Apache Druid Integration with Apache Superset

Introduction

In our previous blog, Exploring Apache Druid: A High-Performance Real-Time Analytics Database, we discussed Apache Druid in more detail. In case you have missed it, it is recommended that you read it before continuing the Apache Druid blog series. In this blog, we talk about integrating Apache Superset and Apache Druid.

Apache Superset and Apache Druid are both open-source tools that are often used together in data analytics and business intelligence workflows. Here’s an overview of each and their relationship.

Apache Superset

Apache Superset is an open-source data exploration and visualization platform developed by Airbnb, it was later donated to the Apache Software Foundation. It is now a top-level Apache project, widely adopted across industries for data analytics and visualization. 

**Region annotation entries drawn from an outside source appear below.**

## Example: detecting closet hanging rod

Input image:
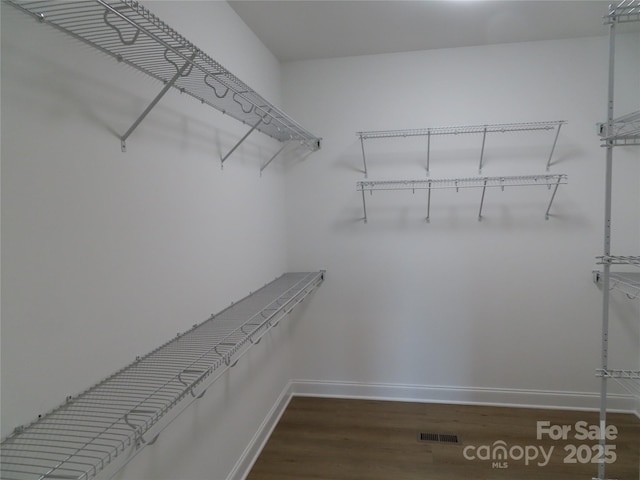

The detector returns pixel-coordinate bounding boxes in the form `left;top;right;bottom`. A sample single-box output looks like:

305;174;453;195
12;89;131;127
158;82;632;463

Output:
0;271;325;480
604;0;640;24
356;174;568;223
356;120;567;178
3;0;320;157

  1. Type: Data visualization and exploration platform.
  2. Purpose: Enables users to create dashboards, charts, and reports for data analysis.
  3. Features:
    1. User-friendly interface for querying and visualizing data.
    2. Wide variety of visualization types (charts, maps, graphs, etc.).
    3. SQL Lab: A rich SQL IDE for writing and running queries.
    4. Extensible: Custom plugins and charts can be developed.
    5. Role-based access control and authentication options.
    6. Integrates with multiple data sources, including databases, warehouses, and big data engines.
  4. Use Cases:
    1. Business intelligence (BI) dashboards.
    2. Interactive data exploration.
    3. Monitoring and operational analytics.

Apache Druid

Apache Druid is a high-performance, distributed real-time analytics database designed to handle fast, interactive queries on large-scale datasets, especially those with a time component. It is widely used for powering business intelligence (BI) dashboards, real-time monitoring systems, and exploratory data analytics.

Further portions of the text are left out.